One aspect of that function is to transform the world and make it the kingdom of God on earth. Liturgical theology makes evident the fact that the life and worship of the Church is an icon of the kingdom of heaven. Those of us who gather to worship form the Church Militant on earth. We are not separate from the kingdom of heaven, but rather, through our worship and through the power of the Holy Spirit, we are worshipping with the Church Triumphant that lives and dwells with the Holy Trinity. Through liturgical worship, the Church on earth is made an integral part of the great cosmic Church. One sees here an example of form (anatomy) and function (physiology) going hand in hand.
Liturgical theology also functions to make Christ's life, death and resurrection a real event for us and a real event that we can participate in as a church, as the body of Christ. For example, baptism must not be seen as simply a complex initiation ritual into the Church, but must be seen as our participation in the death and the Resurrection of Christ wherein mankind is "born again" as a new creature. Again, this illustrates the importance of both form and function together.
Liturgical theology also allows us to understand how all of the worship relates to those who gather for the corporate worship of the Church. The word liturgical, which is used to describe our worship, is derived from the Greek "leitourgia" which means "the work of the people." Liturgical theology presents the worship and prayer life of the Church as a functional whole. Just as one can study the physiology of the heart, blood, brain and kidneys and unify them to understand the function of how the body regulates blood pressure. It is the Holy Spirit, manifesting Himself through the Church, that gives function and meaning to the liturgical worship and calls us to be participants - not observers - in the kingdom of God so that we are able to partake in a new life in Jesus Christ and to experience those salvific events while we are here on earth and while we are actively involved in the liturgical worship of the Church.
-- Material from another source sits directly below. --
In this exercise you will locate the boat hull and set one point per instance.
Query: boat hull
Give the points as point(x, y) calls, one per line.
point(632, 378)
Another important aspect of liturgical theology is its ability to expound the faith and doctrines of the Church. Liturgical theology takes liturgical worship and the hymnography of the Church and uses it as a powerful means to expound upon the teachings and doctrines of the Church. This is most evident in the complex hymnography in the Orthros and Vespers services. For example, the hymnography associated with Pentecost is full of theology and teaching concerning the Holy Spirit - another example of form (the service) having function (teaching theology).
In conclusion, it is important that one fully comprehends the role of liturgical theology in the worship of the Church. Just as anatomy and physiology give understanding to the form and function of life, likewise liturgical theology gives to us the understanding of the form and function of the worship services of the Orthodox Church and enables us to fully live with Christ in the heavenly kingdom here on earth. In any living organism, without organized structure there is no function, and without structure and function there is no life. The same thing can be said about liturgy. Without structure and function there is no life to the Church and without life in the Church there is no salvation.
Fagerberg, D., What is Liturgical Theology? A study in Methodology. (Collegeville: Liturgical Press, 1992). Schmemann, A., Introduction to Liturgical Theology. 3rd edition. (Crestwood, NY: SVS Press, 1986). Schmemann, A., Liturgy and Tradition. (Crestwood, NY: SVS Press, 1990). Taft, R., Beyond East and West; Problems in Liturgical Understanding.(Washington, DC; Pastoral Press, 1984).